His answer didn’t appease her and she eyed him suspiciously. “When was the last time you donated?”
“About two months ago.”
Relief washed over her face. “No letter telling you about any abnormal findings?”
He shook his head. “No such letter. What about you?”
Her gaze didn’t quite meet his. “I’ve only been with one man and that was years ago during medical school. I’ve been checked a couple of times since then. I’m clean.”
As unreasonable as it was since he was no saint and they were going to end their marriage as soon as possible, the thought of Taylor being with anyone else irked him. A surge of jealousy had his fingers flexing and his brain going on hiatus.
“He didn’t have to marry you to have sex with you?”
SLADE INSTANTLY REGRETTED his sarcastic question, especially when, with a pale face and watery eyes, Taylor glanced down at the plain gold band he’d put on her hand the night before.
“No, Kyle didn’t marry me, but I did believe he was going to spend the rest of his life loving me. Silly me.”
The fact that she’d been heartbroken by the jerk rankled Slade. Good thing she didn’t want this marriage any more than he did. He’d hate to think he’d hurt her like that fool had. Regardless of what the future held for them, he didn’t want to cause Taylor any pain. That much he knew. “What happened?”
She shrugged and the sheet slipped off one shoulder to drape mid-upper-arm. “He didn’t marry me or spend the rest of his life loving me. End of story.”
Hardly, but he wouldn’t push. Such sorrow laced her words that his chest squeezed tighter. “I’m sorry.”
“I’m not.” Masking her emotions behind an indifferent expression he suspected she’d perfected over the years since her breakup with the guy, Taylor picked up a spoon and scooped up a mouthful of eggs. “He was an arrogant jerk.”
Her lips were wrapped around the spoon and another jolt of jealousy hit him as she slowly pulled the utensil from her mouth.
She picked up a strawberry and bit into the juicy fruit. “Mmm. That’s good.”
“Speaking of good...” He watched her pop the rest of the berry into her mouth and lick the juice from her fingers, and struggled with the desire to do some licking of his own. “Last night really was spectacular, apart from the whole getting-married thing.”
She met his gaze, nodded, then deflated. “Oh, Slade, what have we done?”
Hearing her say his name caused flashbacks from the night before. Until then, he’d never heard her say his first name. He liked the sound. “We got married, but we can correct that. We will correct that. As soon as legally possible.”
“It’s crazy that we got married. Why did we do that? We aren’t in love, barely know each other and I don’t even like you.”
He gave a wry grin. “All this time I just thought you were waiting on me to win you over to my way of thinking.”

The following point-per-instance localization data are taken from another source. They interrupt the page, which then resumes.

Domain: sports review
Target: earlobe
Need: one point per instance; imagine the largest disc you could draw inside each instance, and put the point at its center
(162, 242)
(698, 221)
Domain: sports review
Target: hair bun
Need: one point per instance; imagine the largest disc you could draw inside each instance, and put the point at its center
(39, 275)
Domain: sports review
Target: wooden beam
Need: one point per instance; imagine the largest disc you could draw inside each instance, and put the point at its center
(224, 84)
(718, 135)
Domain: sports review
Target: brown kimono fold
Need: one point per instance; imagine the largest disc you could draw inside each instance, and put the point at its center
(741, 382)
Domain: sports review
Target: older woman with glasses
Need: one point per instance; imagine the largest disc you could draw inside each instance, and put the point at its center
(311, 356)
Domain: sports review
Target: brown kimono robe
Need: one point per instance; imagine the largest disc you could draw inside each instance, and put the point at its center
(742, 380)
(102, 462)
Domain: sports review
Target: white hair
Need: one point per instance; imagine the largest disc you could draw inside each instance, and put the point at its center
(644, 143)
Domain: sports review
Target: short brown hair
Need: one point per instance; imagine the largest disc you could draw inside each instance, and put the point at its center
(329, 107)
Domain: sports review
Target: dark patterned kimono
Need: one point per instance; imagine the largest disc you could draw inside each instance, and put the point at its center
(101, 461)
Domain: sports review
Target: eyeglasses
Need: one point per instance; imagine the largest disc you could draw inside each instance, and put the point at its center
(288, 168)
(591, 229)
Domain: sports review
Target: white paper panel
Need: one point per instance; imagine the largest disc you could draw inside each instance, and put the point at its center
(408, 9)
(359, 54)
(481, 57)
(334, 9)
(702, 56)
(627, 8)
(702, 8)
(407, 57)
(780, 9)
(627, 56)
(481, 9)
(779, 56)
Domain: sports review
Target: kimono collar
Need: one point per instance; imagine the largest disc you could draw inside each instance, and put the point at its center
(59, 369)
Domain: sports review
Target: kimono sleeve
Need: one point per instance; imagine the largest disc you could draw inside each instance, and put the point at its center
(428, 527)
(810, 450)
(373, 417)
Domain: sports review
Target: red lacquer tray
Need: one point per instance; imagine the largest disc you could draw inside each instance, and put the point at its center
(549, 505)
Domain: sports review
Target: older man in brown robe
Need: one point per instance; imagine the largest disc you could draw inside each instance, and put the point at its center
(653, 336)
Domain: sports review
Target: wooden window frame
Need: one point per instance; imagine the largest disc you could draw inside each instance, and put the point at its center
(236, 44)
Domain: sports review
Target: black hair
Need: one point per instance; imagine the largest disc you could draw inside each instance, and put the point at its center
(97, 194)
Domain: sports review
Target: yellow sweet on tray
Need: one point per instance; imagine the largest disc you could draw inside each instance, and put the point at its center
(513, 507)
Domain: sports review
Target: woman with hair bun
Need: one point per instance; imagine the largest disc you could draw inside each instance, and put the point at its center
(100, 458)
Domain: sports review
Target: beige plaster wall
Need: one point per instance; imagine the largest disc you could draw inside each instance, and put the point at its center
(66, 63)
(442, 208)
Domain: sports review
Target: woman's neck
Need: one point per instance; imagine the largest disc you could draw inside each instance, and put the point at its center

“Professionally maybe, but not romantically.”
“Professionally, I’m a good oncologist.”
“You are.” She winced. “I didn’t mean it like that.”
“Then what did you mean?”
“Just that I always thought you were a flirt and didn’t take life seriously.”
“I take my job very seriously.” His work was the most important thing in his life and always would be. “I care a great deal for my patients and like to think I provide them the best care possible.”
“You do. It’s just that...” Her voice trailed off.
“It’s just what?”
“I guess I let your personal life influence how I viewed you professionally.”
“What do you know of my personal life?”
Her face reddened. “Not much. Just gossip really.”
“Not that you should believe gossip, but what do the gossips say?”
“That you date a lot of different women.”